Тайны темной осени (Чернышева) - страница 65

— У меня перцовка с собой есть, — пошла я ва-банк. — В баллончике!

— Сами же нанюхаетесь, — хмыкнул он, — в такой тесной клетушке-то.

— Плевать!

Он внезапно встал, и оказался очень высоким, под самый потолок, хотя без верхних полок купе-СВ маленьким назвать было сложно.

— Кофе хочу. Вам кипятка принести, Римма Анатольевна?

— Слушайте, — сердито сказала я, — так нечестно, вы меня знаете, а я вас нет! Вас-то как звать? Кто вы такой?

Он сунул руку за пазуху, вынул из внутреннего кармана удостоверение, очень похожее на удостоверение полицейского. Была там его физиономия кирпичом, фото в стиле паспорт-стайл, умеренно уродливое, в жизни выглядел-то получше.

— Похоронов Гордей Эребович, старший уполномоченный МУРО, — прочитала я, обалдевая на каждой букве. — Вы серьёзно?!

— Очень, — без улыбки ответил он.

— Что такое МУРО? Москва, уголовный розыск? Тогда почему не МУР?

— Потому что не МУР, — пожал он плечами, — другое ведомство.

— Вы — спецназ, — поняла я. — А фамилия…

— Родная, — усмехаясь, ответил он. — От папы.

Мне сразу вспомнился анекдот про Костю Жопова, пожелавшего сменить имя на Ивана, а фамилию трогать запретившего, от папы, мол, досталась, ни в коем случае не сменю.

— Так нести вам кипяток для кофе?

— У меня нет кофе…

Я собралась в дорогу спонтанно, почти ничего не продумывала, да ещё потратила остаток времени на бедного Бегемота. Не было у меня кофе, только бутылочка питьевой воды; днём я рассчитывала пообедать в вагоне-ресторане, а потом, на какой-нибудь станции, где поезд стоит чуть больше, чем три минуты, я рассчитывала что-нибудь купить в ларьках на перроне… Да и в СВ полагалась кормёжка, согласно купленного билета.

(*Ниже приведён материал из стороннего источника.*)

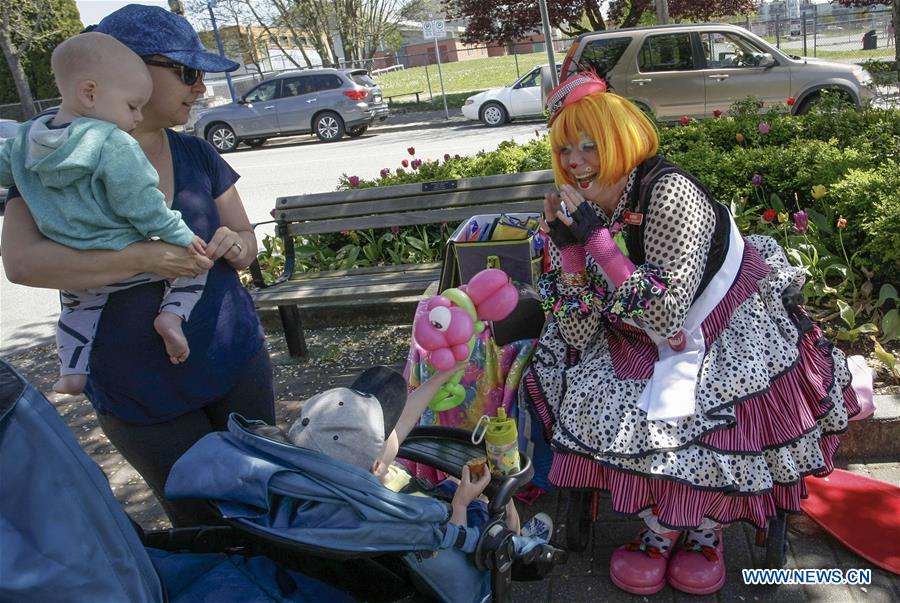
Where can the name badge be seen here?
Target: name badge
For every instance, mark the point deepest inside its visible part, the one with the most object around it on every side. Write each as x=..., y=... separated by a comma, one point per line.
x=632, y=217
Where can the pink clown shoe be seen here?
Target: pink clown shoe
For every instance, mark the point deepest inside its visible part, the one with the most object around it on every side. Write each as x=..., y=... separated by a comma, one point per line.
x=698, y=567
x=639, y=567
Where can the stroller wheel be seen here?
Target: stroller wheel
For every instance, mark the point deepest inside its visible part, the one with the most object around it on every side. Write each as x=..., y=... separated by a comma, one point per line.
x=776, y=542
x=578, y=520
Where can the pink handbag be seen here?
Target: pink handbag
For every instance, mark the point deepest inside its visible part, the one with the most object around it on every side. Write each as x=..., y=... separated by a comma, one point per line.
x=862, y=383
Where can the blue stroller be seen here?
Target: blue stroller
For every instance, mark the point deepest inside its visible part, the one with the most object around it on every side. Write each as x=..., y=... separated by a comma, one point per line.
x=65, y=537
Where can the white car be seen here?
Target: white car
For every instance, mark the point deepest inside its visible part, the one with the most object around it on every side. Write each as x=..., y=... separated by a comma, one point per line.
x=497, y=106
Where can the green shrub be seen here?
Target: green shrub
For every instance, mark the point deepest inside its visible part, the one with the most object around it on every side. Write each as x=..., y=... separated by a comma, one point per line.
x=854, y=155
x=870, y=200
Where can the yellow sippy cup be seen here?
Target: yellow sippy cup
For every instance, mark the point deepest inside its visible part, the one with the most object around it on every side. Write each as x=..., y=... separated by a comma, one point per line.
x=501, y=441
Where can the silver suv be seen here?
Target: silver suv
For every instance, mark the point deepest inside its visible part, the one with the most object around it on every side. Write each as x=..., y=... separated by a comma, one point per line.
x=327, y=102
x=696, y=69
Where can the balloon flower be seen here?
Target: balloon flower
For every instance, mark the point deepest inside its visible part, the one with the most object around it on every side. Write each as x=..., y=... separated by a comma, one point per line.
x=447, y=328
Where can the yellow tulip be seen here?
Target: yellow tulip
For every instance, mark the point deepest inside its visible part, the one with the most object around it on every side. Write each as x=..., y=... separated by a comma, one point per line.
x=818, y=191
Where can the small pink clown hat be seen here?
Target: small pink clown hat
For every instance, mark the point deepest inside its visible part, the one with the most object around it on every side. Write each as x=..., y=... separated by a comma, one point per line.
x=573, y=89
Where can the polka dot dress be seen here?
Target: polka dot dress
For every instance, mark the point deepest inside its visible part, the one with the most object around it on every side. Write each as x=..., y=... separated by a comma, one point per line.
x=770, y=400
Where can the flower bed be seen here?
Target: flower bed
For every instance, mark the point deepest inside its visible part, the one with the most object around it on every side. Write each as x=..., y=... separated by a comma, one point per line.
x=824, y=184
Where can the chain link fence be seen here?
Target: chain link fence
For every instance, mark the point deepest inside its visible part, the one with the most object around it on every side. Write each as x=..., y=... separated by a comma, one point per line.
x=817, y=30
x=829, y=32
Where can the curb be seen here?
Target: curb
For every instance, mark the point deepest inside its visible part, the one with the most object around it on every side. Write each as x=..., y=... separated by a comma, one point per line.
x=877, y=437
x=874, y=438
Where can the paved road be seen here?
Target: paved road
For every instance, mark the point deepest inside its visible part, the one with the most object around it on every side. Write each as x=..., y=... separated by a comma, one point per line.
x=286, y=167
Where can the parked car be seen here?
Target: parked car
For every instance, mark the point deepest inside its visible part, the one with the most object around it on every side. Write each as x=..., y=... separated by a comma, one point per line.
x=8, y=129
x=695, y=69
x=326, y=102
x=522, y=98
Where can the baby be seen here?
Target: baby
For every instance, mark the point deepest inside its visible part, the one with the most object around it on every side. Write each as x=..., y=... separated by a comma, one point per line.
x=89, y=185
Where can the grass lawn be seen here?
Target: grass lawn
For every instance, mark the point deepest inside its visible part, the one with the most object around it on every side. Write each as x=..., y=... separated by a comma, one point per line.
x=461, y=78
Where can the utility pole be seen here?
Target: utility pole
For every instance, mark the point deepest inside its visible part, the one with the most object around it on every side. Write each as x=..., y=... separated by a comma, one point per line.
x=548, y=40
x=662, y=12
x=210, y=4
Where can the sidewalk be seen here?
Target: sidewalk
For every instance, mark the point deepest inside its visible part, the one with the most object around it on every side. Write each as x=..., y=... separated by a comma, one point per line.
x=338, y=353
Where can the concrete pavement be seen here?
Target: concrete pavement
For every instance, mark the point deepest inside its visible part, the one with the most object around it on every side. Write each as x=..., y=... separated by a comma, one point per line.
x=337, y=353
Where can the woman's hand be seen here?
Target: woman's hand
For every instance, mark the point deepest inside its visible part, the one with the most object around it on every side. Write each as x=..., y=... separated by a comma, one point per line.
x=466, y=492
x=582, y=219
x=558, y=226
x=225, y=243
x=171, y=261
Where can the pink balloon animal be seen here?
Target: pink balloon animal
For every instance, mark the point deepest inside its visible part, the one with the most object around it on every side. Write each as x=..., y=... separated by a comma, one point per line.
x=447, y=331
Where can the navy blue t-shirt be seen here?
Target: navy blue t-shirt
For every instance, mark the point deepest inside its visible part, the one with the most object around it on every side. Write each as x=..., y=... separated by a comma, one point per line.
x=131, y=376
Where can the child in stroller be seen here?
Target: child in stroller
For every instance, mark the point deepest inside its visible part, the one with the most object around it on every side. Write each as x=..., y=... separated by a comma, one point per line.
x=316, y=490
x=365, y=424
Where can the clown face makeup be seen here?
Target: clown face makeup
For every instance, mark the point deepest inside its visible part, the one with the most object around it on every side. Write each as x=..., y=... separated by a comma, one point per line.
x=581, y=161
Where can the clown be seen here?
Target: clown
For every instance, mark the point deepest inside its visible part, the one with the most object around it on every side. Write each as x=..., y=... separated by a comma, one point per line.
x=670, y=372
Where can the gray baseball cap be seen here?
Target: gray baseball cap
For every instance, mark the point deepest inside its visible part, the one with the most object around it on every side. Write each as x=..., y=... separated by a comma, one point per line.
x=351, y=424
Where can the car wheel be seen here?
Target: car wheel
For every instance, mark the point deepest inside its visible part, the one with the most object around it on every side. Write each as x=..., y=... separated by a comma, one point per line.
x=357, y=131
x=815, y=97
x=493, y=115
x=222, y=137
x=328, y=126
x=807, y=104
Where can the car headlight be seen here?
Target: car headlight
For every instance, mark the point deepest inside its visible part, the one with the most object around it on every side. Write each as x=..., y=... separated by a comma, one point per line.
x=862, y=76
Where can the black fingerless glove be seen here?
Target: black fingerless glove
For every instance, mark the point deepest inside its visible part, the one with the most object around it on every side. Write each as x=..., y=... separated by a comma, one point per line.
x=585, y=222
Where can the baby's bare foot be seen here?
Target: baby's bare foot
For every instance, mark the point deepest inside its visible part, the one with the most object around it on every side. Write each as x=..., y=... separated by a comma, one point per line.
x=70, y=384
x=168, y=326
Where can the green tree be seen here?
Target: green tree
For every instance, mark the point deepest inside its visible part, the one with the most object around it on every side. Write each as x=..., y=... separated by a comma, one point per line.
x=29, y=31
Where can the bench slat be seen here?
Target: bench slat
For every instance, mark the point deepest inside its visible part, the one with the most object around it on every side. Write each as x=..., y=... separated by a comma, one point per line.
x=310, y=296
x=412, y=190
x=429, y=216
x=420, y=203
x=410, y=268
x=356, y=279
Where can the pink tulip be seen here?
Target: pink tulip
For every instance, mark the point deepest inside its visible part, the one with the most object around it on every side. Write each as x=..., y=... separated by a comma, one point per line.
x=801, y=222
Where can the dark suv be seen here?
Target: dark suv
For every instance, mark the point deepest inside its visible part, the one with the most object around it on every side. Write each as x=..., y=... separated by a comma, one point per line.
x=327, y=102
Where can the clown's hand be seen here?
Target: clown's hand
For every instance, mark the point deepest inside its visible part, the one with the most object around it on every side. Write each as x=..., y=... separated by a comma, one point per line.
x=571, y=251
x=584, y=219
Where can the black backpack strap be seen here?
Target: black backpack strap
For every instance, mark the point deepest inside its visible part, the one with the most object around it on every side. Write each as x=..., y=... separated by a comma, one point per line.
x=649, y=173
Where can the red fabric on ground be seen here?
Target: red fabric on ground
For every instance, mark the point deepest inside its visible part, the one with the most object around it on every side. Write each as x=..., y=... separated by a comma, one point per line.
x=862, y=513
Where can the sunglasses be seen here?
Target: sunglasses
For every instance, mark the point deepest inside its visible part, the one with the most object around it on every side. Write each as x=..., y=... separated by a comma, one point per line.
x=189, y=75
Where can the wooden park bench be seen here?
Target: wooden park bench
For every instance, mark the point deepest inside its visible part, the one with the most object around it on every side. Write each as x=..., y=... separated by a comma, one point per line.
x=416, y=92
x=380, y=207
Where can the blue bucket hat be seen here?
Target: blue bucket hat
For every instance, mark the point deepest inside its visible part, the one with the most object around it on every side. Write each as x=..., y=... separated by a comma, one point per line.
x=153, y=30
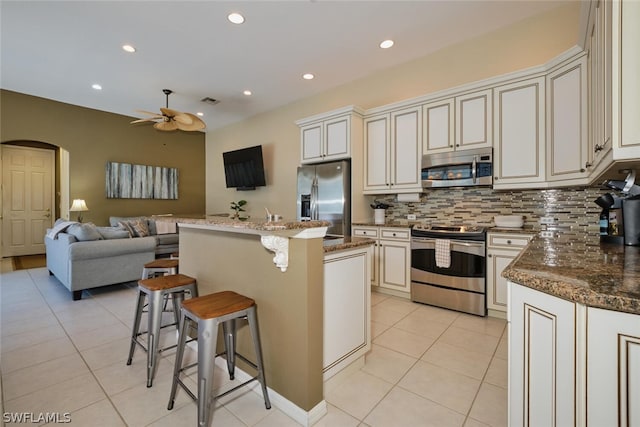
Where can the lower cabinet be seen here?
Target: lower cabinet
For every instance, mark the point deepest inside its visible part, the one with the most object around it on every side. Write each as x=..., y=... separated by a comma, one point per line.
x=347, y=308
x=570, y=364
x=501, y=250
x=392, y=258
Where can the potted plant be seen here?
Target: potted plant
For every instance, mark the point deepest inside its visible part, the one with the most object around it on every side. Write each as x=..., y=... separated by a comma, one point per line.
x=237, y=207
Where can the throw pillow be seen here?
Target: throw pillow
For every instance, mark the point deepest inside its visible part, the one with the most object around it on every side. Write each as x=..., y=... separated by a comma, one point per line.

— У меня есть, — заявил хре… то есть, Гордей Похоронов.

Он вернулся с кипятком в стаканах, вставленных в старомодные, винтажные, как сказали бы сейчас, железные подстаканники. Я помнила такие ещё из детства, когда мама возила меня поездом на Чёрное море…

Эти, конечно, были современным новоделом. Чистенькие, сверкающие, не успевшие зарасти неистребимой в дорожных условиях чернотой в выемках выбитого на металле рисунка. У Похоронова нашлась при себе банка приличного кофе, насколько растворимый вообще может быть приличным. Несколько вкуснейших булок и пирог с картошкой. Я простила ему его идиотский плащ, тем более, что он больше не вонял (или я принюхалась уже?)

Но баллончик в кармане всё равно держала. Он успокаивал.

За окном стремительно светлело, а потом вдруг вывалилось красное солнце, облило купе ярким светом. Солнце! Я его месяц не видела, не меньше, всё дожди да дожди, да повисшая над Питером осенняя хмарь. Теперь я поняла, что в мире ещё остались яркие краски.